The Alinco DR-735T is a very capable, dual band, dual VFO, full duplex, cross-band repeat capable radio, with an industry standard mini DIN TNC connector on the back for working packet. While I was reading about the capabilities of this radio in its manual, I noticed that it can received 9600bps packet radio, but can only transmit up to 4800bps. The reason why was not intuitively obvious to me upon first glance at the radio’s specifications, so I went deeper to investigate. This took me to the service manual, which I will break down here below.
The External Connector
The mini DIN connector on the back has a fairly standard pinout as shown below. Note it says 4800bps max for the DATA IN. I want to find out why!
In the service manual, I start by locating pin 1 on the DIN connector.
Internal Circuitry
Next I trace this to a pair of 2-1 muxes.
These muxes are operated together (that is, their control signal is the same signal). From my investigation, this is the mux pair that is activated when selecting the TNC operation for the radio. The right-most mux, IC114, selects between MIC IN audio from the mic port, through a series of filters, or the TNC port we’re interested in. The left-most mux, IC112, selects which TX generator chip we’re going to be using. The path I’ve highlighted in red is the TNC audio input path I’m trying to trace.
Transmission Modulation
Next the signal travels to the MICIN pin on a chip with designator IC109, and part number BK4811B.

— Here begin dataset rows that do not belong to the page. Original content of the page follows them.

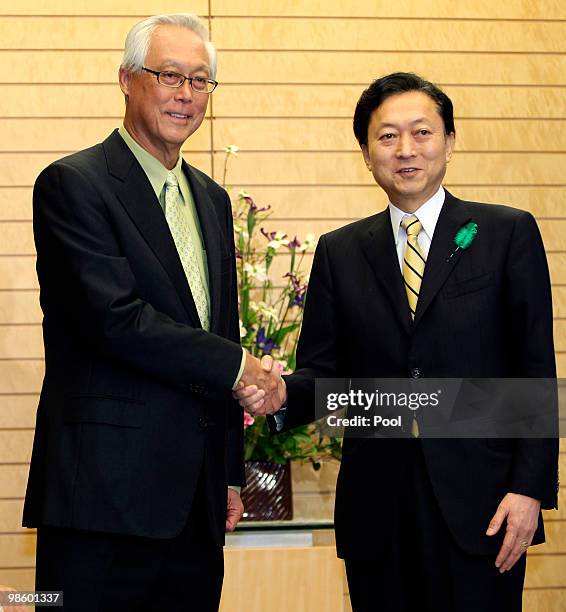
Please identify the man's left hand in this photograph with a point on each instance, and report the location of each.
(521, 513)
(235, 509)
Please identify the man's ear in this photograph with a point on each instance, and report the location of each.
(365, 153)
(125, 79)
(450, 141)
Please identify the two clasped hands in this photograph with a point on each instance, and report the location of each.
(261, 389)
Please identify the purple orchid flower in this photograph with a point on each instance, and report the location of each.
(267, 345)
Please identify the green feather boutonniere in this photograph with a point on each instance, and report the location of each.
(464, 237)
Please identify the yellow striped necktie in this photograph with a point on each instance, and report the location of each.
(413, 272)
(413, 262)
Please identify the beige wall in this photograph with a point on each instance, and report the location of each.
(291, 72)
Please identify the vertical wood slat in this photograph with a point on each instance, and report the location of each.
(486, 86)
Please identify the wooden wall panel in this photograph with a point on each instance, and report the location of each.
(361, 67)
(302, 67)
(291, 73)
(339, 100)
(324, 134)
(375, 35)
(18, 411)
(140, 8)
(67, 135)
(21, 376)
(17, 273)
(17, 237)
(410, 9)
(304, 167)
(21, 169)
(351, 202)
(19, 307)
(13, 480)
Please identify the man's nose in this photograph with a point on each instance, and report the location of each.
(405, 146)
(185, 92)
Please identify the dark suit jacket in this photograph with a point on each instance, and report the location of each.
(485, 313)
(136, 401)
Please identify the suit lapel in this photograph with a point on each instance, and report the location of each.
(211, 233)
(380, 251)
(138, 198)
(439, 264)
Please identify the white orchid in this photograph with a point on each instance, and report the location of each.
(307, 243)
(279, 239)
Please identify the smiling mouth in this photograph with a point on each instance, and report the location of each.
(179, 115)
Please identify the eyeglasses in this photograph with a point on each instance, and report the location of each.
(175, 80)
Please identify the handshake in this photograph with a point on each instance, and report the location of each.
(261, 389)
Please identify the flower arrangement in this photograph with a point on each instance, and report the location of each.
(270, 318)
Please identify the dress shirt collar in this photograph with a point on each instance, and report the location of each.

This is where the magic of modulation happens, and where I ultimately found the reason for only supporting up to 4800bps. Scouring the web for a datasheet for this chip, I found a PDF I could download. Checking the relevant sections of the chip’s documentation, I found the culprit, screenshot below:
The audio path into the chip is shown in the blocks at the bottom. The bullet points 6 & 7 tell the details of why 9600bps isn’t usable. The low-pass and high-pass blocks cannot be bypassed on this chip, and the maximum achievable width is ~2.7k, which is not enough for 9600bps. You can turn off the compander and pre-emphasis, but there’s no way to expand the LPF->HPF network bandwidhth. To run 1200-4800bps you really only need ~1kHz, but 9600bps needs to have much more.
Wrapping Up
Now that I am satisfied that the radio can *not* in fact TX 9600bps (but can receive it, perhaps another analysis in another post to come), I will get on with getting DireWolf setup for APRS, and FlDigi for other fun digital modes.